Is there any formal proof for the correctness of long multiplication/division method? One could think of multiplication and division as repeated addition and subtraction respectively.
But when it comes to algorithms like long multiplication/division , how do we check their correctness ?
Are we assuming the correctness of such multiplication/division algorithm based on their correctness with smaller values ?
For eg: 12*10=120 , We could add 10, 12 times and verify it.
Consider numbers like this 489759 * 985681 = 482746140879 , Lets say someone came up with some other algorithm and produce some other result. How can one prove long multiplication method produced the correct result ,rather than adding 489759 , 985681 times.
Is there any formal way proof that assert the correctness ?
 A: Our confidence in long multiplication comes from the fact that multiplication distributes with addition. In other words if $a = b + c$ then $ad = bd + cd$. The process of long multiplication works on this principal. I'll give an example of this to help show how it works.
Say we have $$\begin{equation}\begin{split}
11 \times 22 & = (10 + 1)(20 + 2) &\textrm{ Expand the numbers into addition } \\
& = 20(10 + 1) + 2(10 + 1) & \textrm{ Distribute the multiplication across the addition}  \\ & = (20 \times 10) + (20 \times 1) + (2 \times 10) + (2 \times 1) 

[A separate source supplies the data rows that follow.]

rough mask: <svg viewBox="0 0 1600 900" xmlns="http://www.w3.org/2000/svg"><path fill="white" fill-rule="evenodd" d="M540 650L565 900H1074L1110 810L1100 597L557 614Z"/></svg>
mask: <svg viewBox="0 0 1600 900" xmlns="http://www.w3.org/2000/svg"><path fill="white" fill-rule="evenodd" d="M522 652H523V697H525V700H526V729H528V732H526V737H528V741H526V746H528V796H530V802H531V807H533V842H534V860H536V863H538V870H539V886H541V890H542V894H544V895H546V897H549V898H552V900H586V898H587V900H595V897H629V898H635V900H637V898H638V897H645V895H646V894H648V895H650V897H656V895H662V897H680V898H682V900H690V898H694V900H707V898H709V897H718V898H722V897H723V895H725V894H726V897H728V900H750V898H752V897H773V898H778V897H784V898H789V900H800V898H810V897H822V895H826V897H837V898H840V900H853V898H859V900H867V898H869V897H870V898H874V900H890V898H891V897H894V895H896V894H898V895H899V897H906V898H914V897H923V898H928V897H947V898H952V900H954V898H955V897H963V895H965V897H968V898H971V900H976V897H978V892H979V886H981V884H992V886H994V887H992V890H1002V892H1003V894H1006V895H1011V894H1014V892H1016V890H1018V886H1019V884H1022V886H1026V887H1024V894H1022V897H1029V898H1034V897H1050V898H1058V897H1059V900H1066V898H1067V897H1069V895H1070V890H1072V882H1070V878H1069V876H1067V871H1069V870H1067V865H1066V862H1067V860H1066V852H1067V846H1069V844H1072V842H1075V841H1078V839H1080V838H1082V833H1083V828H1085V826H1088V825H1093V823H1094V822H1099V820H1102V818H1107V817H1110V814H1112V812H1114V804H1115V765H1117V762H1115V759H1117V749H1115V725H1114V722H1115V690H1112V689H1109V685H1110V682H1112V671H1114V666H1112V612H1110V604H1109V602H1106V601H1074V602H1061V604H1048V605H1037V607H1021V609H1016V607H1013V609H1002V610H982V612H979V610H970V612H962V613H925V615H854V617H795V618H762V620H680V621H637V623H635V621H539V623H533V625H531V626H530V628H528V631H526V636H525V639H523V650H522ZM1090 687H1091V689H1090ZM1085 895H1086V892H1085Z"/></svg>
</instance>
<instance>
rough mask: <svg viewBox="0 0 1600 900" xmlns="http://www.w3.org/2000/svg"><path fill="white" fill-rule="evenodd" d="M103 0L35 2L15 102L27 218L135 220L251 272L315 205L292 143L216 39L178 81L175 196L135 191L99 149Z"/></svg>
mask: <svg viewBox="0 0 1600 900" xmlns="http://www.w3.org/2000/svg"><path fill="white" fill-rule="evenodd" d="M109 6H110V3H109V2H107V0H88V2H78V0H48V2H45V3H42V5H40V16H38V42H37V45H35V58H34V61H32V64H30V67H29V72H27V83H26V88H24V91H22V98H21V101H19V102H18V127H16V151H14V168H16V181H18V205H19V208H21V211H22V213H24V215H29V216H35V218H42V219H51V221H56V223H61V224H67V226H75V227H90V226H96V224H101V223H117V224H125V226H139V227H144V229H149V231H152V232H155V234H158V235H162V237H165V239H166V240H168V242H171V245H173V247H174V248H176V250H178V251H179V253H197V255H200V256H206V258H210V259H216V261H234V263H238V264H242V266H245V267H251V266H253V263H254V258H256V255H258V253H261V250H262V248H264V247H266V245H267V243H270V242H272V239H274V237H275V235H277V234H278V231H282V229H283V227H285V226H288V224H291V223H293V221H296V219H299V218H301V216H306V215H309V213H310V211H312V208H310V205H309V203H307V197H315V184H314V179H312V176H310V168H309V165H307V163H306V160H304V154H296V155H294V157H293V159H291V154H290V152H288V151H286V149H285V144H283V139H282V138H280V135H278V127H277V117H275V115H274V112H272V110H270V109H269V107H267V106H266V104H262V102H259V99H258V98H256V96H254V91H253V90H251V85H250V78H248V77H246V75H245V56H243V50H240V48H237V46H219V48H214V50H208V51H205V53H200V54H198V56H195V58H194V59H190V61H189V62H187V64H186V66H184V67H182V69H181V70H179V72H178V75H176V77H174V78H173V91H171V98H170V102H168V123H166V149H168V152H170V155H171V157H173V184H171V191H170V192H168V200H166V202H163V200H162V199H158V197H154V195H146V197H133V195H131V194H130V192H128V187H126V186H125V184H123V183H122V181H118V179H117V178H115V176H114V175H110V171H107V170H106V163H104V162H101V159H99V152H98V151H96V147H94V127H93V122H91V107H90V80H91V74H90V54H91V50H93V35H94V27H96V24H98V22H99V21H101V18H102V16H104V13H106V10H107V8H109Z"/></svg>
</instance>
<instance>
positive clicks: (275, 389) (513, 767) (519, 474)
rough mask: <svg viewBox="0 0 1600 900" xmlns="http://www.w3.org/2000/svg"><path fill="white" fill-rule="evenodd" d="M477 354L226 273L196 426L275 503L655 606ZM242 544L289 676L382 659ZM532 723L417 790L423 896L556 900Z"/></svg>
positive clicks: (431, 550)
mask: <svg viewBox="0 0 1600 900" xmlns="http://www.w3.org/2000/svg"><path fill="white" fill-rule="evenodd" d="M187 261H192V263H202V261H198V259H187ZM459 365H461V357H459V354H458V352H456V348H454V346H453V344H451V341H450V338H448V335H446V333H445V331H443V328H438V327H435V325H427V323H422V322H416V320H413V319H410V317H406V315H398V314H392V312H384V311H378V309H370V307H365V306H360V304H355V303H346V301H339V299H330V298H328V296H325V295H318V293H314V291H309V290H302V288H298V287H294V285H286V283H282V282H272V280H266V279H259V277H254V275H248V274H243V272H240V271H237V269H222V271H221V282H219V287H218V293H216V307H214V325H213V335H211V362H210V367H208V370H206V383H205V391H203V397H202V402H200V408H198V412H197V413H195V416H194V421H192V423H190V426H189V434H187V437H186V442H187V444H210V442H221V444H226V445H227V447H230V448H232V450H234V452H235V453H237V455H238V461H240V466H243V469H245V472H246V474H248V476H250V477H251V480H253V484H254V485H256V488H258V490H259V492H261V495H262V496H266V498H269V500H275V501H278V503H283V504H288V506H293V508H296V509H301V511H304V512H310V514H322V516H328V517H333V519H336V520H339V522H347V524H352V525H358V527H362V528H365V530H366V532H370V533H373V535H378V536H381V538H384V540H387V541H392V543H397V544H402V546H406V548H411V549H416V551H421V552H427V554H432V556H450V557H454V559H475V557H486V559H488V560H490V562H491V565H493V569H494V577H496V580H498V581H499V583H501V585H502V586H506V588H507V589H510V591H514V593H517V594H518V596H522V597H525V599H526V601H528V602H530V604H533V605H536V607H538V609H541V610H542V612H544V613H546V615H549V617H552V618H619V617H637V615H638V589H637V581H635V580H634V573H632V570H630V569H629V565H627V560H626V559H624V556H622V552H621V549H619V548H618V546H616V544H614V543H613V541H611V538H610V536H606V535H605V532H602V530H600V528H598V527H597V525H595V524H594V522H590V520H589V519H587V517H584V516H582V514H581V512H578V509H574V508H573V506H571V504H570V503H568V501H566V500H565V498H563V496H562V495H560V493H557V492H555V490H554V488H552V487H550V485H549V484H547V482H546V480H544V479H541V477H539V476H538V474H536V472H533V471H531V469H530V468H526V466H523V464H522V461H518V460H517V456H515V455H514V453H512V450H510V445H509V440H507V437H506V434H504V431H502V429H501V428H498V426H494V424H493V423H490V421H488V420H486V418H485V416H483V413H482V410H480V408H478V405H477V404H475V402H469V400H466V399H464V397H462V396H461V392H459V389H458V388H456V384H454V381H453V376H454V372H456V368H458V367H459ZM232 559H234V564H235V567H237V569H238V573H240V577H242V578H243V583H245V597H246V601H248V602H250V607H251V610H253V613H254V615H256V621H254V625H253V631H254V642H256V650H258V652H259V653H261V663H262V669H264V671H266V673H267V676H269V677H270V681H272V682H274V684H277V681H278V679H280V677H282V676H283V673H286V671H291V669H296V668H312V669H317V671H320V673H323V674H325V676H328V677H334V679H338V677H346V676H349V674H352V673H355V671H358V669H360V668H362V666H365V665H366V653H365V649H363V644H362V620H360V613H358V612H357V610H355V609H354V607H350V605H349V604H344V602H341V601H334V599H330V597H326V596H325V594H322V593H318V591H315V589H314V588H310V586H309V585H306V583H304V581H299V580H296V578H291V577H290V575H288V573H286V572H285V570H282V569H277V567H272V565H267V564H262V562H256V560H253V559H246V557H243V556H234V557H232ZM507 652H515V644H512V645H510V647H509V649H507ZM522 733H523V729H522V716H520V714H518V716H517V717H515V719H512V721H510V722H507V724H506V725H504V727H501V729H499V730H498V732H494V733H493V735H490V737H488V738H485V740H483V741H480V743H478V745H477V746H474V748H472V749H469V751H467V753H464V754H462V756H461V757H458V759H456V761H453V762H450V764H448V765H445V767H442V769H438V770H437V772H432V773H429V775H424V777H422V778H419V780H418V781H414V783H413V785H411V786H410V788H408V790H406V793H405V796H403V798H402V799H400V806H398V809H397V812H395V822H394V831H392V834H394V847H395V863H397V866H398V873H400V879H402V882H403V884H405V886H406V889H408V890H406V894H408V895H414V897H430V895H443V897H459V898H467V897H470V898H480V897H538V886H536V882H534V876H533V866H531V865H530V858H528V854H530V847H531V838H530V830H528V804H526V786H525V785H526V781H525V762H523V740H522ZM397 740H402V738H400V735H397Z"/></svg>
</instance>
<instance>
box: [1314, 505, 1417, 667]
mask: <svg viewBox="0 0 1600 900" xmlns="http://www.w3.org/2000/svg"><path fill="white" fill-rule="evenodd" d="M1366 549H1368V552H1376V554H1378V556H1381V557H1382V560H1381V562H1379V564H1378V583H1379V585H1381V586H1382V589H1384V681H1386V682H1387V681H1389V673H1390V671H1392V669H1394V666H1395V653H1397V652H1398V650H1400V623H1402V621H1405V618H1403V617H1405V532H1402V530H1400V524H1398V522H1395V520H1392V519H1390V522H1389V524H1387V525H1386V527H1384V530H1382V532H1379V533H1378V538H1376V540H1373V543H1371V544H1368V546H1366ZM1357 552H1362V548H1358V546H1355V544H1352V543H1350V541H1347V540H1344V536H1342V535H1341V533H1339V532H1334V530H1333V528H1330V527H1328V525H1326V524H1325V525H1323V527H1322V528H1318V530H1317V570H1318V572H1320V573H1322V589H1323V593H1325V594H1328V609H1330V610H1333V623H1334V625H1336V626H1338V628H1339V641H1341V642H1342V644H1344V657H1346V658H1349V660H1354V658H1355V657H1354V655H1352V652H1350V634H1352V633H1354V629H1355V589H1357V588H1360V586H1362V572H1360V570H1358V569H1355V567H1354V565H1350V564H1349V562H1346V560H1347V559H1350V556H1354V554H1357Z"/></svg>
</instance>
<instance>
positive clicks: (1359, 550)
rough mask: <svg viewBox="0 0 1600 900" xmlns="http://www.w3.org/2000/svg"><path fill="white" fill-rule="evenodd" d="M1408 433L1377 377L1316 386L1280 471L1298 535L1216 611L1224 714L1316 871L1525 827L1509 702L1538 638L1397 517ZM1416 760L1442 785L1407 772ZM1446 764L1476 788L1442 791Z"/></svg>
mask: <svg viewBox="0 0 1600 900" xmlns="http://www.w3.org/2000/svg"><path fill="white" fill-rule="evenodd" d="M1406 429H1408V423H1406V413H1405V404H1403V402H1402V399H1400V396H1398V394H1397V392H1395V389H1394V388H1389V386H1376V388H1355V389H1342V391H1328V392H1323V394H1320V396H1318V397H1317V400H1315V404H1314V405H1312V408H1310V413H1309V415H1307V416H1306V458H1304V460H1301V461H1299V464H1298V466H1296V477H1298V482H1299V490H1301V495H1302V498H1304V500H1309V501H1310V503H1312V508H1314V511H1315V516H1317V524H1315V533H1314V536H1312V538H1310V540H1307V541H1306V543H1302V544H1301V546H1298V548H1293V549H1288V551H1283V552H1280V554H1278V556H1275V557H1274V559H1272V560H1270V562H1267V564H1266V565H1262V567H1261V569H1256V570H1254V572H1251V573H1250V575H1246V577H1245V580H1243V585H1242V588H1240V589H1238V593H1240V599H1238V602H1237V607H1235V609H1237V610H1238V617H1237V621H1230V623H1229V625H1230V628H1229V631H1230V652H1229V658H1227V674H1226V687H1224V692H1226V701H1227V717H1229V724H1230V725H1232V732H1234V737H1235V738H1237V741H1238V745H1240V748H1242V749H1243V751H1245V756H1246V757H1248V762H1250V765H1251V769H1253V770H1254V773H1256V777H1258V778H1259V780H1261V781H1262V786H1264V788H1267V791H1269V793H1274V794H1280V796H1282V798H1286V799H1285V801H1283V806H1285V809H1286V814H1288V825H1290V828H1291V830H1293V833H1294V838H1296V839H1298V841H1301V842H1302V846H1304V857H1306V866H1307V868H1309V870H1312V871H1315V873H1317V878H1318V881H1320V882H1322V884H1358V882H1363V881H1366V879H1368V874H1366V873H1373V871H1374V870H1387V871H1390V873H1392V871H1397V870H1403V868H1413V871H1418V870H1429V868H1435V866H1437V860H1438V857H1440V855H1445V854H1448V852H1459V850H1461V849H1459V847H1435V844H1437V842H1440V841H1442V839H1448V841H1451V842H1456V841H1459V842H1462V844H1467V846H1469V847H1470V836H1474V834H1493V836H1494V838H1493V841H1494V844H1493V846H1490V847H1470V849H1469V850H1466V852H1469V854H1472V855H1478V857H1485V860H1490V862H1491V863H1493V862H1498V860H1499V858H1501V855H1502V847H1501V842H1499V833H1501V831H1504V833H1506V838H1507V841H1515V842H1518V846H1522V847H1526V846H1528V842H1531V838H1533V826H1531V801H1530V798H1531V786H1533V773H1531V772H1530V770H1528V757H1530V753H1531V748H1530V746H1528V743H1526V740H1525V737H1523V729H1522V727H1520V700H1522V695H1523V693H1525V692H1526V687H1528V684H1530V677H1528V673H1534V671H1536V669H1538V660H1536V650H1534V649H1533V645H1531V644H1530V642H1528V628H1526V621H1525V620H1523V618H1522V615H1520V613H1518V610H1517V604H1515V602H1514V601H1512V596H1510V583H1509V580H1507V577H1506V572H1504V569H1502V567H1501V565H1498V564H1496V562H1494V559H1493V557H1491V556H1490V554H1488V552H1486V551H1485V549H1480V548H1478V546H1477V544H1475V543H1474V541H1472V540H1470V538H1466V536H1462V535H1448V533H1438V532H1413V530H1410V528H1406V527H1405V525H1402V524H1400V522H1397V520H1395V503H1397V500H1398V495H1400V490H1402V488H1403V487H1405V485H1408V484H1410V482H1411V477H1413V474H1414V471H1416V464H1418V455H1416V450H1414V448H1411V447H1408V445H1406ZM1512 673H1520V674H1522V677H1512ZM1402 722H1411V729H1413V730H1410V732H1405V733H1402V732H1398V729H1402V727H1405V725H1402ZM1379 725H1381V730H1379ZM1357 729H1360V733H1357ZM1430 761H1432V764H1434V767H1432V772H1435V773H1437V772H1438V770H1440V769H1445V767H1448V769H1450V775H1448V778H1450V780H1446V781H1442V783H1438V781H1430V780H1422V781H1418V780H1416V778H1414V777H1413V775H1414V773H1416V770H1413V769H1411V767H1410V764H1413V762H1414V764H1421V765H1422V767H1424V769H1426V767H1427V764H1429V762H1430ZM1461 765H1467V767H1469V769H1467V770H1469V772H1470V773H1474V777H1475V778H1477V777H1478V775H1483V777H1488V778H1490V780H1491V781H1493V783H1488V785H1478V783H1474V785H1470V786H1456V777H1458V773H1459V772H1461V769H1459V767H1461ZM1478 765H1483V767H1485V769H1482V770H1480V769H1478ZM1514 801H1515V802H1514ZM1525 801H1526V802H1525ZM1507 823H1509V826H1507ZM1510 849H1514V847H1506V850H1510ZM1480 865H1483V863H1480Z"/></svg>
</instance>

 & \textrm{ Distribute the multiplication across the inner addition } \\ 
& =  200 + 20 + 20 + 2 & \textrm{ Do the multiplications} \\ 
& = 242 & \textrm{ Do the additions} 
 \end{split}\end{equation}$$
The algorithm you learn for long multiplication is a convenient way to keep track of you doing this. It also takes the further step of expanding a number like $ 489759 = (4 \times 100000) + (8 \times 10000) + (9 \times 1000) \dots$ this way you can reduce the mulitiplication into multiplications between single digits and between powers of ten.